The work of the elders (pastors) is so important that the enemy will stop at nothing to devour them, discourage them, cause them to go into a deep depression, and like we see far too often in this world commit suicide. In fact, I am willing to say that pastoral suicide is an epidemic in the western world.

Timothy is in Ephesus to address some false teaching (1:3-4). Elders who are teaching and preaching the true Gospel were under the scrutiny of not only the false teachers but those in the body who don’t necessarily agree with the true Gospel. There are many complaints and many accusations that are brought against the elders as there are in our own time. Paul instructs Timothy, and by proxy the body of believers and other elders, not to accept an accusation against an elder unless it is supported by two or three witnesses. I have enough experience to know that when people don’t like you, they will invent things and tell others that something was said that was not. Gossip spreads like fire. It burns like fire. It both destroys and kills like fire. It doesn’t only quench the Spirit and the ministry of the word in and through a local church, it crushes a people. Those people often don’t recognize what has happened. Leaders, be careful. Be faithful no matter the cost.

v. 20-21

If there is rampant sin, it is to be rebuked publicly (of course in line with Matthew 18). Timothy was instructed to observe all of these things, not showing favoritism or prejudice. All people are equal before God. God the Father, the Son (Jesus Christ), and the elect angels (here to mean the elders, or messengers [αγγελων], of the church) stood as a witness to this instruction.
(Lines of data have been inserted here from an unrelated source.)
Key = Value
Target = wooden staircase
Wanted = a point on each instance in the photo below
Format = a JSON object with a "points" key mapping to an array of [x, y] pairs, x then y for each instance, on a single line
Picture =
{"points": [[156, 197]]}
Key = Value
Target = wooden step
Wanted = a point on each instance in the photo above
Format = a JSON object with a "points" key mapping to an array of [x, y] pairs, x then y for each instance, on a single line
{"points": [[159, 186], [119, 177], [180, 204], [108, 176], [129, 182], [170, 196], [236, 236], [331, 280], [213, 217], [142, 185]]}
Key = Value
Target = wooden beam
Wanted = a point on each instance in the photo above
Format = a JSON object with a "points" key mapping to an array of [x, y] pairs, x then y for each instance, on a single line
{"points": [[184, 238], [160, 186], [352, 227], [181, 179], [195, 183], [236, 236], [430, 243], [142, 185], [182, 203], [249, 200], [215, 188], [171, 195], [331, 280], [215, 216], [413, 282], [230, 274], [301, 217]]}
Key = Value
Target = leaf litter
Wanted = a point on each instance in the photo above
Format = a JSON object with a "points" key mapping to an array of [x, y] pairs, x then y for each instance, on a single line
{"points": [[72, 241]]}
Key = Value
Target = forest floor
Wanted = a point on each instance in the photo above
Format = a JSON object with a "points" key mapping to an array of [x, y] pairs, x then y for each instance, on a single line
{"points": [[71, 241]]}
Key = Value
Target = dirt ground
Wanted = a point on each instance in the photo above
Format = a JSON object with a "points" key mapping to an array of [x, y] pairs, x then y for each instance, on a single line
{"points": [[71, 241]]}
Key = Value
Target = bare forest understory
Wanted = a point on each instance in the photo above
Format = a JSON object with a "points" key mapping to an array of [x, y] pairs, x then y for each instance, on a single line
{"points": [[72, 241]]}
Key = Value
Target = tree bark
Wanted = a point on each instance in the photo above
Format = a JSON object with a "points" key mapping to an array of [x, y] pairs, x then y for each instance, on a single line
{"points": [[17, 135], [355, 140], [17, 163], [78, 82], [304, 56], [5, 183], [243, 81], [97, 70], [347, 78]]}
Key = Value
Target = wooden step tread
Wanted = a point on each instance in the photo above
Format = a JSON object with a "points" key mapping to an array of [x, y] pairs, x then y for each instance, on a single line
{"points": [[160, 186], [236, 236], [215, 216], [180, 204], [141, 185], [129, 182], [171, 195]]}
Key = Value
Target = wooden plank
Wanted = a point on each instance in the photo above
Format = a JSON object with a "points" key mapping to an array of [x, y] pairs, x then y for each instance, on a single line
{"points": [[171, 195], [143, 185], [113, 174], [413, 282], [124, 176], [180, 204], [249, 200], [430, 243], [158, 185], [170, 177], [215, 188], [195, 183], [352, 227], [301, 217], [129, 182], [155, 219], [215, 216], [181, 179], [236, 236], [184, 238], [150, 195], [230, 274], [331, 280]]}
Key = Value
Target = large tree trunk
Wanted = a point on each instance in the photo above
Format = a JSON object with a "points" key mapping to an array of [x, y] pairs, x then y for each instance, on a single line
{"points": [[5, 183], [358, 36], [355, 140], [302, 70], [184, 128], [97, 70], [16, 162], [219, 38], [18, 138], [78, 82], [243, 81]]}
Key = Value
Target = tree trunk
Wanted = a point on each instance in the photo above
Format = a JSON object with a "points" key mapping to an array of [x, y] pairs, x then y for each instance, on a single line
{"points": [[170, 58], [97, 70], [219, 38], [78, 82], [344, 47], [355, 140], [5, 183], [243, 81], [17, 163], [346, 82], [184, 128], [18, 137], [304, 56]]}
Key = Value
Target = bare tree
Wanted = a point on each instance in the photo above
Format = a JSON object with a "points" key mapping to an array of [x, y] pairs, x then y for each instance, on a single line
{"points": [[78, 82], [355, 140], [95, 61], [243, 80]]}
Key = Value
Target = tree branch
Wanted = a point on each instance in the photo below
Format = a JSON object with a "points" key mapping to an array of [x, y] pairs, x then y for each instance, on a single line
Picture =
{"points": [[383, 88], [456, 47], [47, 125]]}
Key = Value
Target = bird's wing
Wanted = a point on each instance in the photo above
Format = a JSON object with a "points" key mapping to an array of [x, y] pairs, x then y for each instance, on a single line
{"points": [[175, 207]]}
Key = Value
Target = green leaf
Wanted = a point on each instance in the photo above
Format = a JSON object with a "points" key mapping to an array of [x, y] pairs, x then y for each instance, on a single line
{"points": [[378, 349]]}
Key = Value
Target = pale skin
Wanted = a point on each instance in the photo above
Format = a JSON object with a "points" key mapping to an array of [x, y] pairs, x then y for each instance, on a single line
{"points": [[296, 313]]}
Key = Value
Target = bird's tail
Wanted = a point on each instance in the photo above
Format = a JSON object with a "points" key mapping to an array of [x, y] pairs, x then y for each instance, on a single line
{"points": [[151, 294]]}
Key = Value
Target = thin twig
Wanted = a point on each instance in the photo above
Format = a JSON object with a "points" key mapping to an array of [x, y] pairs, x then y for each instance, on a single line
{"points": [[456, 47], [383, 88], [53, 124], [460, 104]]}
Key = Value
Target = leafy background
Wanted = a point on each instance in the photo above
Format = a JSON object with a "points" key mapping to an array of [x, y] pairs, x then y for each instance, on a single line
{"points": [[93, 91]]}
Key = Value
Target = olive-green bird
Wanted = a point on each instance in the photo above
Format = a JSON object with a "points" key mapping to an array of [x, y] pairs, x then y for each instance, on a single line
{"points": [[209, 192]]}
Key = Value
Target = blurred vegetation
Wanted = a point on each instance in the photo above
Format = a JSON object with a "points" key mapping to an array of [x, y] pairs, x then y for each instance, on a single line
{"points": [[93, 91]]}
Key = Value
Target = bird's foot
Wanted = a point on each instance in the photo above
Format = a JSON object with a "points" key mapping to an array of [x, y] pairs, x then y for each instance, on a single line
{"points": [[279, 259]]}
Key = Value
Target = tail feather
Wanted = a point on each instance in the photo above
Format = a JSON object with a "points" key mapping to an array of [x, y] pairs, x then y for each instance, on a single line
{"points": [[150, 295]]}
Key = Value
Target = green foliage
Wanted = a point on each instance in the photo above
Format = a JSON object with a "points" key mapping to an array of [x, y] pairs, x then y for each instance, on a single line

Something else is revealed of those who are genuine elders. They have been elected by God to serve in such a role. They are commissioned and confirmed by the church body, but God is the one who calls and qualifies. Sadly, there are not many people in our day who recognize God’s authority and His working together of all things in this process. Pastors are not ‘professionals’ and are not simply employees. They are truly messengers from God who have the responsibility of declaring the whole word of God as it is revealed in Scripture on this earth.

v. 22-25

We are not to be too quick to appoint anyone as an elder. This is because some people’s sins remain hidden and surface later. At the same time, Paul instructed Timothy not to share in the sins of others (probably those who constantly criticized and accused the elders); good works that are not obvious will be revealed. The work of the elder is that important, that he should be weighed but not cauterized.

The church should be regularly appointing elders, then, and giving opportunity for them to practice their gifts, even if that means giving up a good church member for the cause of the Gospel. After all, there is only one church, and Christ is building her up for His glory and her good.